Map by Bjørn-K Hansen

Introducing the first site of our project:

Fogo Island. On the north-eastern outskirts of Newfoundland, 25 by 14 kilometers in area, surrounded by icebergs, snow crabs and whales. According to a popular advertisement "about as far away from Disneyland as you can get". For years sustained by fishing, until the cod-depletion struck in 1990s. From a peak of 5000 inhabitants, the number is today down to 2700. The people are separated in 11 communities, each with an identity so strong that they regard themselves close to 11 different islands. They each have their own town council, town hall, fire department, harbor, post office, cemeteries and churches.
Formerly each community even had its own school (sometimes even two schools, to serve both the catholic and protestant inhabitants).

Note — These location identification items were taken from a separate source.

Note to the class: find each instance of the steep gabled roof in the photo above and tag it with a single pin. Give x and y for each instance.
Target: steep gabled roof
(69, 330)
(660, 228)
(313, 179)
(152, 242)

In the middle of these communities, in a crossroad linking all the communities, a neutral zone has recently been established: Fogo Island Central. After years of unrest, a common school was established here in 1972 – the first in the whole Newfoundland to unite catholic and protestant pupils. After more struggle between the different communities, a new hospital was agreed on, relocated from the town of Fogo to the neutral zone in the center of the island. The hospital is the daily workplace of women from all of the Island’s communities, as well as three doctors from Libya, some of the very few immigrants on the island. While being a symbol of the difficult relationships between the different communities on Fogo Island, the neutral zone on the other hand may contain the beginning of the much needed unity and collaboration between the communities to sustain and develop Fogo Island in the future.